RWR’s proposal sets the stage for a lengthy public battle which has already be characterized as “David vs. Goliath.” This prolonged clash would be damaging to everyone involved and set Colorado back. RWR’s project would allow Douglas County to prosper at the expense of the San Luis Valley. This is a worn-out and unnecessary way of doing business. Water providers across the Front Range and in Douglas County have worked diligently to change the way they obtain new supplies by developing projects that secure sustainable drinking water for their customers while supporting rural communities. Just as the water in the San Luis Valley is connected, so too are the communities in our state. We urge you to reject RWR’s request for $10 million of public funds and encourage you to instead look toward and support projects that help ensure every Coloradoan has an opportunity to have a thriving future.

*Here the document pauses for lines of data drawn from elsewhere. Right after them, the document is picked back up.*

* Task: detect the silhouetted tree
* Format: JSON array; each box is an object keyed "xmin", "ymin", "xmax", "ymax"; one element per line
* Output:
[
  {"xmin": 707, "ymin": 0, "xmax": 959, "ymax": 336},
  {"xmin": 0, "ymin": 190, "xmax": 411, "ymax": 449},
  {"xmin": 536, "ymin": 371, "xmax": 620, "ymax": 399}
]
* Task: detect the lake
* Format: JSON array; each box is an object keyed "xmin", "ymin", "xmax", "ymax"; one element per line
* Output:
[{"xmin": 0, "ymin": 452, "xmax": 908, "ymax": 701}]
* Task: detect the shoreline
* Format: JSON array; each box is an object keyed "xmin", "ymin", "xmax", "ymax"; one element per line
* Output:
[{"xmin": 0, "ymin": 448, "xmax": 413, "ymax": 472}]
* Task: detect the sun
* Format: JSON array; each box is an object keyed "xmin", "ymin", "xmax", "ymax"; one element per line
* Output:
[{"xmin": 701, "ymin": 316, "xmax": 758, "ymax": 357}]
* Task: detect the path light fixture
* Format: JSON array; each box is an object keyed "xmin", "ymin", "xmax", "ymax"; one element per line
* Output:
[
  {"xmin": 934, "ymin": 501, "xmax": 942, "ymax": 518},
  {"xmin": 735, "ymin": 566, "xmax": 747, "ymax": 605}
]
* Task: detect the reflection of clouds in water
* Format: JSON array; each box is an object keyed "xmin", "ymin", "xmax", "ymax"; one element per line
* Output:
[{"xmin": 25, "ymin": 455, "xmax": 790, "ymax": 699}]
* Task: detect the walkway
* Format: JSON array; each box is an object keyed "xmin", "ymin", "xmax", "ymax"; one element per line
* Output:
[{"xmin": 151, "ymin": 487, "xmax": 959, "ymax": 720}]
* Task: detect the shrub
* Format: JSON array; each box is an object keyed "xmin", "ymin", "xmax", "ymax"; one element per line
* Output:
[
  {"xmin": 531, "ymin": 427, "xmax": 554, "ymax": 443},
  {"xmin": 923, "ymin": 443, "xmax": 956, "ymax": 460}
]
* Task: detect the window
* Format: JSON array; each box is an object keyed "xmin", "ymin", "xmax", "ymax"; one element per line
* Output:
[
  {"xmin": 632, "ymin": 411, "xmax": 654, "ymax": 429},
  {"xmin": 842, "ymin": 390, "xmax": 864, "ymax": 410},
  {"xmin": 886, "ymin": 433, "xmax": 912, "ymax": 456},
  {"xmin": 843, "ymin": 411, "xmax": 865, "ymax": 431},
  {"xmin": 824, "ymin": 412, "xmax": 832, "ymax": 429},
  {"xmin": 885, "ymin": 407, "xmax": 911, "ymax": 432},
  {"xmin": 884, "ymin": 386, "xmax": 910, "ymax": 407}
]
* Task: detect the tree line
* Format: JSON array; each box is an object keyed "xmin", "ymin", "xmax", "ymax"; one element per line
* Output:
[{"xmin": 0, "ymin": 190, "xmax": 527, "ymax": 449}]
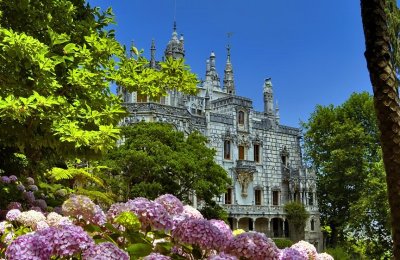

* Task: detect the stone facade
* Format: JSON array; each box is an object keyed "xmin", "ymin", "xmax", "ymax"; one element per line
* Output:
[{"xmin": 118, "ymin": 24, "xmax": 323, "ymax": 250}]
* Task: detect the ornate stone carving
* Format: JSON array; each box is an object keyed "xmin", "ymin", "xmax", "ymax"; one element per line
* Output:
[{"xmin": 236, "ymin": 170, "xmax": 253, "ymax": 197}]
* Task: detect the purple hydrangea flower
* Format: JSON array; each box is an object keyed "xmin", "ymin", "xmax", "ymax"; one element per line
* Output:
[
  {"xmin": 225, "ymin": 232, "xmax": 280, "ymax": 260},
  {"xmin": 278, "ymin": 247, "xmax": 308, "ymax": 260},
  {"xmin": 82, "ymin": 242, "xmax": 129, "ymax": 260},
  {"xmin": 33, "ymin": 199, "xmax": 47, "ymax": 210},
  {"xmin": 208, "ymin": 252, "xmax": 238, "ymax": 260},
  {"xmin": 27, "ymin": 184, "xmax": 39, "ymax": 192},
  {"xmin": 125, "ymin": 197, "xmax": 174, "ymax": 231},
  {"xmin": 7, "ymin": 202, "xmax": 22, "ymax": 210},
  {"xmin": 6, "ymin": 209, "xmax": 21, "ymax": 221},
  {"xmin": 23, "ymin": 191, "xmax": 35, "ymax": 203},
  {"xmin": 291, "ymin": 240, "xmax": 318, "ymax": 260},
  {"xmin": 16, "ymin": 184, "xmax": 26, "ymax": 192},
  {"xmin": 182, "ymin": 205, "xmax": 203, "ymax": 219},
  {"xmin": 172, "ymin": 218, "xmax": 226, "ymax": 251},
  {"xmin": 6, "ymin": 233, "xmax": 52, "ymax": 260},
  {"xmin": 144, "ymin": 252, "xmax": 171, "ymax": 260},
  {"xmin": 26, "ymin": 177, "xmax": 35, "ymax": 185},
  {"xmin": 209, "ymin": 219, "xmax": 233, "ymax": 240},
  {"xmin": 155, "ymin": 194, "xmax": 184, "ymax": 215},
  {"xmin": 1, "ymin": 176, "xmax": 10, "ymax": 184},
  {"xmin": 37, "ymin": 224, "xmax": 94, "ymax": 257},
  {"xmin": 9, "ymin": 175, "xmax": 18, "ymax": 182},
  {"xmin": 62, "ymin": 195, "xmax": 106, "ymax": 226}
]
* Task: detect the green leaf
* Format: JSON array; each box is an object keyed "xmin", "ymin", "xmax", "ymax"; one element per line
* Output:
[{"xmin": 126, "ymin": 243, "xmax": 153, "ymax": 258}]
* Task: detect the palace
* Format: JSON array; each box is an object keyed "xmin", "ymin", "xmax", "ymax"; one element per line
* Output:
[{"xmin": 118, "ymin": 23, "xmax": 323, "ymax": 250}]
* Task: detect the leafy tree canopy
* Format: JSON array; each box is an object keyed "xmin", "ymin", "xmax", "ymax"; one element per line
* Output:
[
  {"xmin": 0, "ymin": 0, "xmax": 198, "ymax": 177},
  {"xmin": 302, "ymin": 92, "xmax": 391, "ymax": 257},
  {"xmin": 101, "ymin": 122, "xmax": 231, "ymax": 208}
]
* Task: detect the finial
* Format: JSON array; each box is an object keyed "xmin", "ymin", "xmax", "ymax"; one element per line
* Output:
[
  {"xmin": 173, "ymin": 21, "xmax": 177, "ymax": 32},
  {"xmin": 151, "ymin": 39, "xmax": 156, "ymax": 50},
  {"xmin": 226, "ymin": 44, "xmax": 231, "ymax": 63}
]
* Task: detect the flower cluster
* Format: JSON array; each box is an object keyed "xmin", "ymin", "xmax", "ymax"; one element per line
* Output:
[
  {"xmin": 16, "ymin": 210, "xmax": 46, "ymax": 229},
  {"xmin": 155, "ymin": 194, "xmax": 184, "ymax": 215},
  {"xmin": 291, "ymin": 240, "xmax": 318, "ymax": 260},
  {"xmin": 317, "ymin": 252, "xmax": 334, "ymax": 260},
  {"xmin": 225, "ymin": 232, "xmax": 280, "ymax": 260},
  {"xmin": 208, "ymin": 252, "xmax": 238, "ymax": 260},
  {"xmin": 6, "ymin": 209, "xmax": 21, "ymax": 221},
  {"xmin": 62, "ymin": 195, "xmax": 106, "ymax": 226},
  {"xmin": 172, "ymin": 218, "xmax": 226, "ymax": 251},
  {"xmin": 6, "ymin": 225, "xmax": 94, "ymax": 259},
  {"xmin": 279, "ymin": 247, "xmax": 308, "ymax": 259},
  {"xmin": 82, "ymin": 242, "xmax": 129, "ymax": 260}
]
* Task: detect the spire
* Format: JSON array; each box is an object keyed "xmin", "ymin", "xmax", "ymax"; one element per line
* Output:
[
  {"xmin": 223, "ymin": 44, "xmax": 235, "ymax": 95},
  {"xmin": 275, "ymin": 100, "xmax": 280, "ymax": 123},
  {"xmin": 150, "ymin": 39, "xmax": 156, "ymax": 68},
  {"xmin": 263, "ymin": 78, "xmax": 274, "ymax": 116},
  {"xmin": 164, "ymin": 21, "xmax": 185, "ymax": 59},
  {"xmin": 204, "ymin": 51, "xmax": 221, "ymax": 90}
]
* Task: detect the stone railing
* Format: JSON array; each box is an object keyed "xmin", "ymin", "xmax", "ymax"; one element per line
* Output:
[
  {"xmin": 236, "ymin": 160, "xmax": 257, "ymax": 170},
  {"xmin": 222, "ymin": 204, "xmax": 285, "ymax": 216}
]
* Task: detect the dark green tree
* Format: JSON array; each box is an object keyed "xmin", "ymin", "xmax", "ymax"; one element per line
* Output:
[
  {"xmin": 101, "ymin": 122, "xmax": 231, "ymax": 209},
  {"xmin": 303, "ymin": 92, "xmax": 391, "ymax": 257},
  {"xmin": 284, "ymin": 201, "xmax": 309, "ymax": 242}
]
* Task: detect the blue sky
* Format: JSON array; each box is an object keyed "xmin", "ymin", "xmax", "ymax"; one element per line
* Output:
[{"xmin": 88, "ymin": 0, "xmax": 370, "ymax": 127}]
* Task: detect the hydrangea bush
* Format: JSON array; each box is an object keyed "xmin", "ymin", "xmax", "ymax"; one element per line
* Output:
[{"xmin": 0, "ymin": 192, "xmax": 333, "ymax": 259}]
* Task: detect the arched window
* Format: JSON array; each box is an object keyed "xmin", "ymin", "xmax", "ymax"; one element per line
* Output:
[
  {"xmin": 311, "ymin": 219, "xmax": 315, "ymax": 231},
  {"xmin": 255, "ymin": 189, "xmax": 262, "ymax": 205},
  {"xmin": 238, "ymin": 111, "xmax": 245, "ymax": 125},
  {"xmin": 224, "ymin": 140, "xmax": 231, "ymax": 160}
]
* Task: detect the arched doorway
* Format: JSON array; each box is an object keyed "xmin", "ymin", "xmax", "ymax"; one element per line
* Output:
[
  {"xmin": 238, "ymin": 217, "xmax": 253, "ymax": 231},
  {"xmin": 271, "ymin": 218, "xmax": 284, "ymax": 238},
  {"xmin": 254, "ymin": 218, "xmax": 269, "ymax": 234}
]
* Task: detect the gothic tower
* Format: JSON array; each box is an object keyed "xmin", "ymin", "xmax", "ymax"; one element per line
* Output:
[
  {"xmin": 263, "ymin": 78, "xmax": 274, "ymax": 116},
  {"xmin": 223, "ymin": 45, "xmax": 235, "ymax": 95}
]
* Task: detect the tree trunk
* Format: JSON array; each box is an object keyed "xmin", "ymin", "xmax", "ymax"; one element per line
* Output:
[{"xmin": 361, "ymin": 0, "xmax": 400, "ymax": 258}]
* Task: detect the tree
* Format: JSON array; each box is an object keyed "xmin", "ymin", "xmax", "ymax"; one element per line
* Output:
[
  {"xmin": 303, "ymin": 92, "xmax": 392, "ymax": 256},
  {"xmin": 101, "ymin": 122, "xmax": 231, "ymax": 209},
  {"xmin": 0, "ymin": 0, "xmax": 198, "ymax": 178},
  {"xmin": 284, "ymin": 202, "xmax": 309, "ymax": 242},
  {"xmin": 361, "ymin": 0, "xmax": 400, "ymax": 257}
]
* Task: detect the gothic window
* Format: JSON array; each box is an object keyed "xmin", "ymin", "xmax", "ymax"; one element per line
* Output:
[
  {"xmin": 225, "ymin": 188, "xmax": 232, "ymax": 204},
  {"xmin": 311, "ymin": 219, "xmax": 315, "ymax": 231},
  {"xmin": 281, "ymin": 154, "xmax": 287, "ymax": 166},
  {"xmin": 224, "ymin": 140, "xmax": 231, "ymax": 160},
  {"xmin": 254, "ymin": 144, "xmax": 260, "ymax": 163},
  {"xmin": 137, "ymin": 93, "xmax": 147, "ymax": 103},
  {"xmin": 308, "ymin": 192, "xmax": 314, "ymax": 205},
  {"xmin": 238, "ymin": 145, "xmax": 245, "ymax": 160},
  {"xmin": 255, "ymin": 189, "xmax": 262, "ymax": 205},
  {"xmin": 238, "ymin": 111, "xmax": 245, "ymax": 125},
  {"xmin": 272, "ymin": 191, "xmax": 279, "ymax": 205}
]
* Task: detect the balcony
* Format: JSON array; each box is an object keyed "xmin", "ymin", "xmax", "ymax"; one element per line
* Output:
[
  {"xmin": 236, "ymin": 160, "xmax": 257, "ymax": 172},
  {"xmin": 223, "ymin": 204, "xmax": 284, "ymax": 216}
]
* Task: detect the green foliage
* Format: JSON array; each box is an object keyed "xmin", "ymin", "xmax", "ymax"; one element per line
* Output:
[
  {"xmin": 0, "ymin": 0, "xmax": 198, "ymax": 178},
  {"xmin": 302, "ymin": 92, "xmax": 392, "ymax": 256},
  {"xmin": 101, "ymin": 122, "xmax": 231, "ymax": 208},
  {"xmin": 324, "ymin": 246, "xmax": 352, "ymax": 260},
  {"xmin": 273, "ymin": 238, "xmax": 293, "ymax": 249},
  {"xmin": 114, "ymin": 212, "xmax": 141, "ymax": 230},
  {"xmin": 284, "ymin": 202, "xmax": 309, "ymax": 228},
  {"xmin": 200, "ymin": 201, "xmax": 228, "ymax": 221}
]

The infusion of infrastructure funding through federal and state sources provides a once in a lifetime opportunity to invest in legacy projects for communities across our state. We hope you will support projects that provide water for your community through responsible stewardship, innovative water sharing agreements, and partnerships with rural Colorado.
President, San Luis Valley Water Conservancy District
President: Tyler Neely, Del Norte, CO; Vice-President: Darius Allen, Alamosa, CO; Secretary/Treasurer Marcie Schulz, Alamosa, CO; Directors: Richard Davie, Del Norte, CO; M. Dee Greeman, Alamosa, CO; Charles Griego, Alamosa, CO; Steve Keller, Monte Vista, CO; Randall Palmgren, Center, CO; Karla Shriver, Monte Vista, CO; Tuck Slane, Hooper, CO.